GlueX Software Meeting, July 7, 2020
GlueX Software Meeting
Tuesday, July 7, 2020
3:00 pm EDT
BlueJeans: 968 592 007
- Review of Minutes from the Last Software Meeting (all)
- Report from Recent HDGeant4 Meetings (all)
- Report from the SciComp Meeting (Mark)
- NERSC status(David)
- OSG Jobs and mcsmear (Thomas)
- Compiler upgrade discussion (all)
- Review of recent issues and pull requests:
- Review of recent discussion on the GlueX Software Help List (all)
- Action Item Review (all)
Present: Alex Austregesilo, Thomas Britton, Sean Dobbs, Mark Ito (chair), Igal Jaegle, Richard Jones, Naomi Jarvis, David Lawrence, Keigo Mizutani, Susan Schadmand, Simon Taylor, Nilanga Wickramaarachchi, Beni Zihlmann
There is a recording of his meeting on the BlueJeans site.

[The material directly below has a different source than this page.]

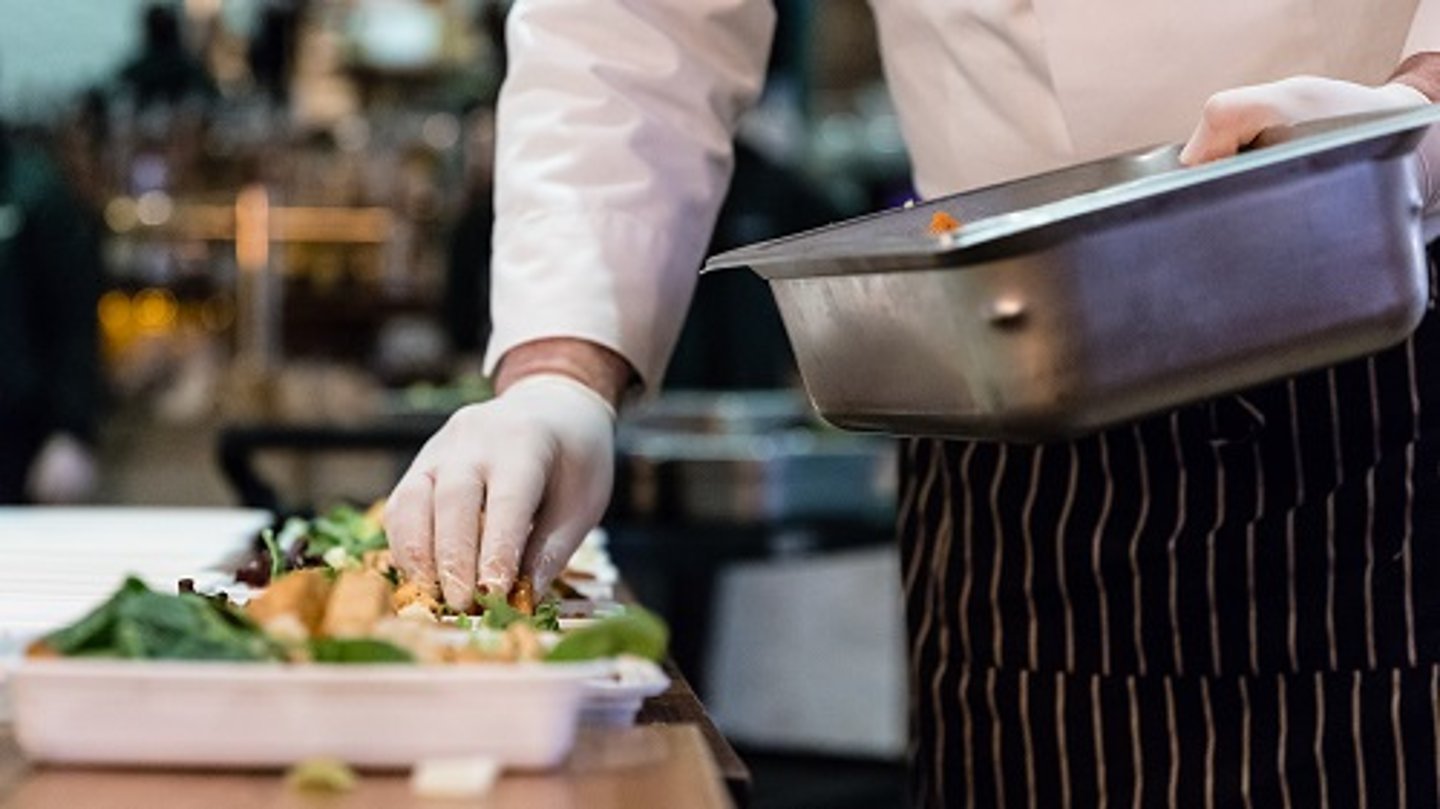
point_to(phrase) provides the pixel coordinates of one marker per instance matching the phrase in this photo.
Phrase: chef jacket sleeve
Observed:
(614, 150)
(1424, 29)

Use your JLab credentials to authenticate.
- New version set with upgrade to Geant4: version_4.21.3.xml Ready for testers of an updated version of Geant4.

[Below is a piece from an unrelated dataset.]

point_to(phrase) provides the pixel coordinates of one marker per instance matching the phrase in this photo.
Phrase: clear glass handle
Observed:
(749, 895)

- multi-threaded hdgeant4 now working Richard implemented patches to Geant4 that fixed issues that prevented multi-threaded running from giving sensible results.

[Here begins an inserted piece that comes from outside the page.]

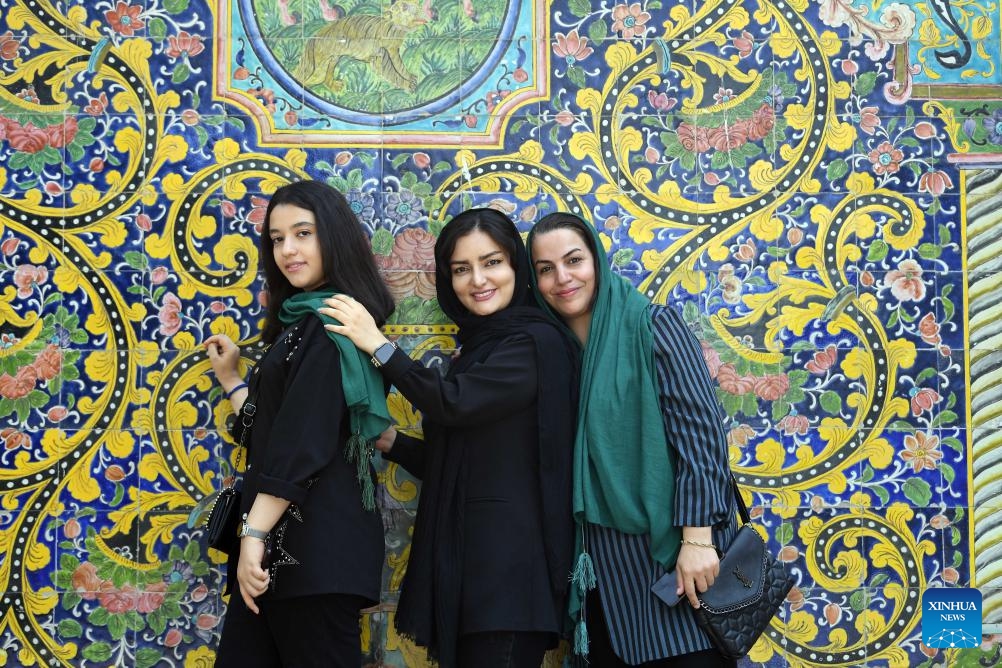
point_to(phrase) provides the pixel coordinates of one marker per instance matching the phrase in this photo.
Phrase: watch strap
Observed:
(247, 530)
(382, 355)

- To address thread safety in the HDGeant4 code proper, he made a change to provide each thread with its own copy of the magnetic field map at the cost of 300 MB of memory per additional thread. This was done out of an abundance of caution; if not necessary he will back out the change to recover the memory used.
- Richard proposed changing the CCDB to so that the magnetic field is no longer suppressed inside selected volumes, in particular in the BCAL. Other volumes that would get changed are the FCAL, TOF, DIRC, and CCAL where the effect was not manifest because the field is so much lower there. He discovered that the suppression resulted field discontinuities that caused crashes in particle propagation reported by Naomi. The suppression had originally been introduced to speed up shower development in GEANT, but Geant4 seems not to be affected by having the field on. We endorsed the proposal.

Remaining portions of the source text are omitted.